Completed in January 2008

From Nuclear Physics Group Documentation Pages
Jump to navigationJump to search
  • Corn Virtualization issues resolved!
    • Subscription is now a "virtual subscription"
    • Corn now has 2 ethernets, one to farm one to unh, and resolves "einstein" to
    • All disks are now mountable.
  • Properly configure iptables on corn and Pumpkin
    • Copy /usr/local/bin/ from taro (requires perl-LDAP RPM). Copy /etc/init.d/iptables-netgroups, make sure it starts for run level 3 and 5.
    • On pumpkin, make sure the guest OSes don't get blocked by pumpkin's iptables.
    • I edited the iptables-npg on pumpkin to be far more rational. The version on Roentgen has far too many ports open for a standard server
  • Properly configure access restrictions to "farm" and root login only from einstein.

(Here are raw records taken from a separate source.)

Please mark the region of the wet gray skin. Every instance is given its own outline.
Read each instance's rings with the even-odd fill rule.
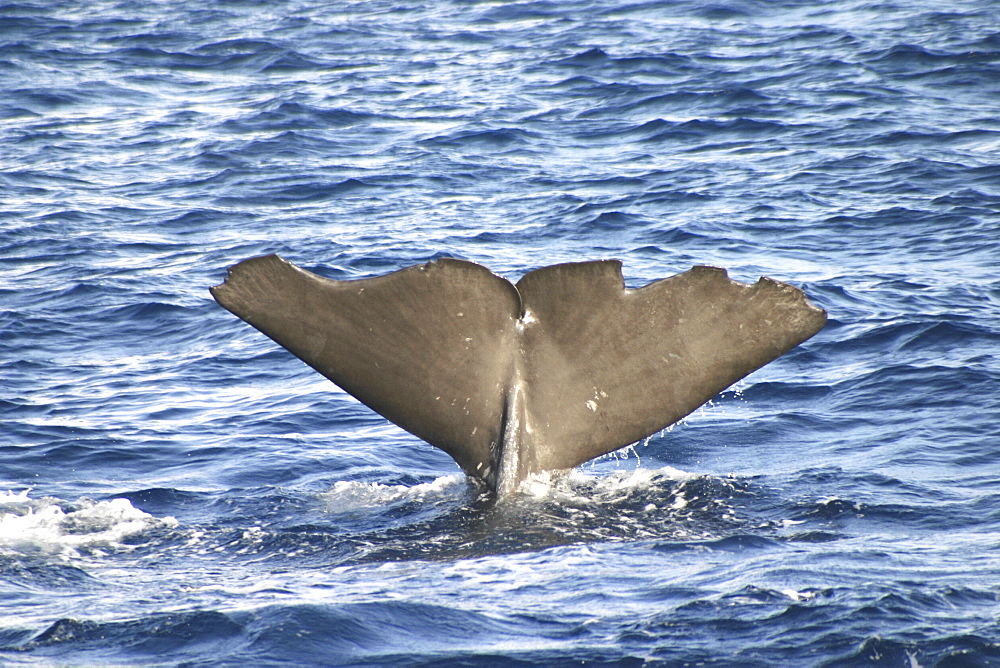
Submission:
[[[826,322],[769,278],[696,266],[626,289],[617,260],[513,285],[463,260],[336,281],[268,255],[212,295],[500,495],[673,424]]]

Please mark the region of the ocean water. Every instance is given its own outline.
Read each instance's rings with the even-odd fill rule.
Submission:
[[[620,258],[826,328],[499,504],[219,307]],[[0,4],[0,662],[1000,665],[1000,8]]]

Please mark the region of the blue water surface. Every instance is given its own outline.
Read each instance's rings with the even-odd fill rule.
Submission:
[[[272,252],[830,320],[495,505],[211,299]],[[1000,665],[998,352],[994,0],[0,4],[5,664]]]

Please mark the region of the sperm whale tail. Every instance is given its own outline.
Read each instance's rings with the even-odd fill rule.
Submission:
[[[463,260],[335,281],[268,255],[211,290],[501,493],[656,433],[826,322],[785,283],[696,266],[626,289],[617,260],[515,286]]]

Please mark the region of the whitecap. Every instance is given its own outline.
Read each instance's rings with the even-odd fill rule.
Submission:
[[[172,517],[158,519],[128,499],[82,500],[70,506],[57,499],[33,500],[28,490],[0,494],[0,553],[43,554],[70,560],[103,550],[131,550],[123,542],[156,526],[176,526]]]
[[[383,485],[377,482],[341,480],[320,495],[331,510],[351,512],[393,503],[433,503],[461,498],[468,489],[466,477],[453,474],[418,485]]]

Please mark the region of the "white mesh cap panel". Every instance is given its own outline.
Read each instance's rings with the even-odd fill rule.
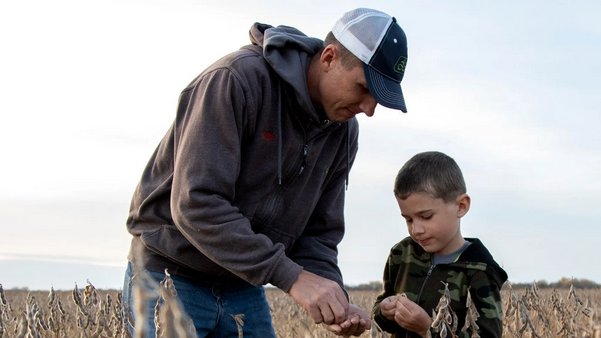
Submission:
[[[369,64],[391,22],[392,17],[386,13],[357,8],[336,22],[332,34],[359,60]]]

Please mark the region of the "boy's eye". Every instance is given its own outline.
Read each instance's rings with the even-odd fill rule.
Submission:
[[[432,218],[432,214],[422,215],[422,219],[430,219]]]

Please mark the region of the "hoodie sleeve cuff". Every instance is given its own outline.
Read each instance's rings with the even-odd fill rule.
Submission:
[[[303,268],[300,265],[283,256],[280,262],[276,264],[269,283],[287,293],[302,270]]]

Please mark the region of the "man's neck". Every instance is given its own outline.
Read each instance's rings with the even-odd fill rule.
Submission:
[[[323,110],[321,105],[321,95],[319,94],[319,76],[320,76],[320,64],[319,58],[321,53],[315,53],[309,63],[309,69],[307,69],[307,89],[309,91],[309,97],[315,109],[318,111]]]

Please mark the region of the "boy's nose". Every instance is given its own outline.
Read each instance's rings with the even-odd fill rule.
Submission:
[[[424,233],[424,227],[419,223],[413,223],[411,227],[411,233],[414,235],[419,235]]]

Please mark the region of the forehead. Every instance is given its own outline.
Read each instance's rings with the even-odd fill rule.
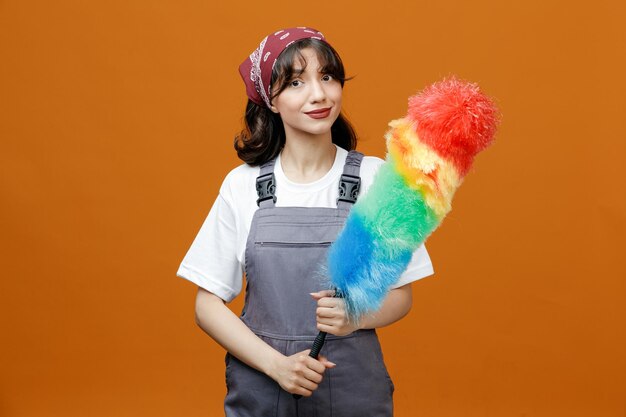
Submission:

  • Lentil Backup issue resolved!
    • The cron job is mailing this message: "archive disk '/mnt/npg-daily-current' does not exist or is not a symlink at /usr/local/bin/ line 44, line 1." That link exists, though. I can see it and its contents as a regular user; why can't the script when run by cron? The e-mail may have been outdated … today's was a successful listing. It is fixed, hooray. We just need to fix the ssh keys for tomato and corn so they can be connected to. Lentil now knows all the ssh keys of everyone, made as human-readable as possible.

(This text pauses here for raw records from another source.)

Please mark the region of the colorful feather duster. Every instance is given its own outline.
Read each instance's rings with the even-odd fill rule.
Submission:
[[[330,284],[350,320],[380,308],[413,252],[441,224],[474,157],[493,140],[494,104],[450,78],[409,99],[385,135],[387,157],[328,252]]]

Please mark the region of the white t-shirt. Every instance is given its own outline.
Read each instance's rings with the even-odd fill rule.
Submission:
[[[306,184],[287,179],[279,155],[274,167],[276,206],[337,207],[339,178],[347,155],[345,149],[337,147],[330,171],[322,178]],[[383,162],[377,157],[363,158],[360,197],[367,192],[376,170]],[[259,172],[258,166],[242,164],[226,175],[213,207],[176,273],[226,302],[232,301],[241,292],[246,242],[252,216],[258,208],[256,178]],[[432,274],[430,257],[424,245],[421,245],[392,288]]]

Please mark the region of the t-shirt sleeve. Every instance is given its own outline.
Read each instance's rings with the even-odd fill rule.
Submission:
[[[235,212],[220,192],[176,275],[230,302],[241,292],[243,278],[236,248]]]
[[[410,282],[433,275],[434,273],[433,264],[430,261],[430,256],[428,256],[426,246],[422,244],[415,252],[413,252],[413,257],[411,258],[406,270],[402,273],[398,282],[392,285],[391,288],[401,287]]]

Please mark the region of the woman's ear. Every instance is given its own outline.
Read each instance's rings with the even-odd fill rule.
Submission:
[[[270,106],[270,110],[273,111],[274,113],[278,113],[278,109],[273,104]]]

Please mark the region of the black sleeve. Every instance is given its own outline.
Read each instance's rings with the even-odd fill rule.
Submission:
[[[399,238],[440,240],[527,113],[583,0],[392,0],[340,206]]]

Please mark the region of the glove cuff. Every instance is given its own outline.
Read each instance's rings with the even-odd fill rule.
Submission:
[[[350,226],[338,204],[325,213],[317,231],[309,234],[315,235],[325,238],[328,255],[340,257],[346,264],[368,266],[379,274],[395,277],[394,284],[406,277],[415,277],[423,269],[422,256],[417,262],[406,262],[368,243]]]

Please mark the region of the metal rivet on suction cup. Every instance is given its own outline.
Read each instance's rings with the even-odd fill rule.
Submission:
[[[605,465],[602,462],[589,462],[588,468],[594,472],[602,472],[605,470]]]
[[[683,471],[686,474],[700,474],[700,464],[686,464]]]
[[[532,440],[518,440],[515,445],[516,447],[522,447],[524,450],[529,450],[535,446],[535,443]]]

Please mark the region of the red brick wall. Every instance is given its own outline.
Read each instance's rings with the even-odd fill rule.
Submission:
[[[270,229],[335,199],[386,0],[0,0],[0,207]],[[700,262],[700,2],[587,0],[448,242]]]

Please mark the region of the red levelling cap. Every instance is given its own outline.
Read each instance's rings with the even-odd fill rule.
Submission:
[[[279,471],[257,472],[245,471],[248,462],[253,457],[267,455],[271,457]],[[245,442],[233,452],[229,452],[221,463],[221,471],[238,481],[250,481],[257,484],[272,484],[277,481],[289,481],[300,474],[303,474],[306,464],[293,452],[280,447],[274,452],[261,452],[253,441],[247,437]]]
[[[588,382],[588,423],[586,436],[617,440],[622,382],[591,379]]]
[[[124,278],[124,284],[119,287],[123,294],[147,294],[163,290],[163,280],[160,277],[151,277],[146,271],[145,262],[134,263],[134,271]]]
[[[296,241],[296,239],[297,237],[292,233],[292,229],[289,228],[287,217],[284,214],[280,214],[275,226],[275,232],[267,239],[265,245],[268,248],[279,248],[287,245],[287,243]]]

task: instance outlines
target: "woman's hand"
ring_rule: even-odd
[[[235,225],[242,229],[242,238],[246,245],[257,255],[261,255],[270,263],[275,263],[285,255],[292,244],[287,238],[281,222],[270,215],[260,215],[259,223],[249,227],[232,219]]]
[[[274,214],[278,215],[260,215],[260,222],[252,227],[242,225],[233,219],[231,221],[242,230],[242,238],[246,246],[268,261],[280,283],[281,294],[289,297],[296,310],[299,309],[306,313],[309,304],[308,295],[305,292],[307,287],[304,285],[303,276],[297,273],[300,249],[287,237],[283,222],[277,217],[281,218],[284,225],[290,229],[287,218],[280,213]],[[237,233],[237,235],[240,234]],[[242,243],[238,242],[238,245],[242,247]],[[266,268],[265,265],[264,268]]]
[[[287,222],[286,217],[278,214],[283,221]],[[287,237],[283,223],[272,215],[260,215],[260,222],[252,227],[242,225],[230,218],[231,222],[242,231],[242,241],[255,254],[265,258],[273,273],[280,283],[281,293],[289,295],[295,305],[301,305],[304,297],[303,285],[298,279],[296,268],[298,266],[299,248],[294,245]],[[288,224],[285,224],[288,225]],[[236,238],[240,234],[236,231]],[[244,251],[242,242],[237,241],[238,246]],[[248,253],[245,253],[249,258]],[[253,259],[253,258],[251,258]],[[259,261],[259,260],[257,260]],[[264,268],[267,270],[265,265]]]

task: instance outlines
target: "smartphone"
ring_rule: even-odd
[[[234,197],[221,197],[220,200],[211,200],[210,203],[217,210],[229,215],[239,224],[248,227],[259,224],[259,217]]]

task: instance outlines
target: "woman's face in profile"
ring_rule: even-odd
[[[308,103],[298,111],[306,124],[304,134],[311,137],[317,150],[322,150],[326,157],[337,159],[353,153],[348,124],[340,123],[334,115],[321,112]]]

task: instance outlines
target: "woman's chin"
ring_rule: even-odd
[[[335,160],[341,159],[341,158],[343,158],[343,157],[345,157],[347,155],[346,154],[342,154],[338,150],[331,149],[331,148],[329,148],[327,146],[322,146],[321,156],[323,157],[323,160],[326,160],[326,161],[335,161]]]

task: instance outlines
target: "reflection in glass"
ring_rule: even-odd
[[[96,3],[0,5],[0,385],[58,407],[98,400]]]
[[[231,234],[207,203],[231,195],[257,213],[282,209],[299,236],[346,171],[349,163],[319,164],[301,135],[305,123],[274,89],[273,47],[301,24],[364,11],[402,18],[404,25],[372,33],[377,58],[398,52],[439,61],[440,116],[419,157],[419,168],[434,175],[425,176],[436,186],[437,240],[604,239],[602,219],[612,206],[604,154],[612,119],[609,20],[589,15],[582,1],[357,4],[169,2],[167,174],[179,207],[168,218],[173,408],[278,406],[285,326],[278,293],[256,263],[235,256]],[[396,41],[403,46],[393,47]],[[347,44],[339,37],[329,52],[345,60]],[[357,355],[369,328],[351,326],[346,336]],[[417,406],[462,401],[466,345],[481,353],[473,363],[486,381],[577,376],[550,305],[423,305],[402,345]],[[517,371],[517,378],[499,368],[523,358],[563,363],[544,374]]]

    • First of all Do NOT use disks smaller than 350 GB for backup!!, since those will not even fit one copy of what needs to be backed up.
    • The link /mnt/npg-daily-current must exist and point to an actual drive.
    • Old entry: Lentil's not doing backups. I tried manually runing the script friday afternoon and the email log looks like it was backing up and stopped for no real reason. Checking the space on the drives (since the script seems unable to do so now), I found that npg-daily/28 is basically full, and npg-daily/29 is an untouched 250gb. Maybe an update screwed around with how the script checks free space, preventing it from knowing how to move to the next drive. It's probably not any update - lentil was working fine until "The Friday Taro Event". I manually made the new symbolic link from /mnt/npg-daily-current -> /mnt/npg-daily/29 . Maybe this'll fix it? That seems to be a no. Lots of unable to make hard link errors, invalid cross-device link, and similar errors. It needs to know to copy the data it's backing up to the disk since it's a new disk. I still think it's got something to do with that unable to statfs error.
  • New pumpkin network problems: It's possible to reach the farm subnet if pumpkin is booted without starting iptables. Double-check the configs. The problem was that iptables was getting its config from both /etc/iptables and /etc/iptables-npg. Since pepper doesn't have /etc/iptables, I just moved it to /etc/iptables.bak and voilà: everything works.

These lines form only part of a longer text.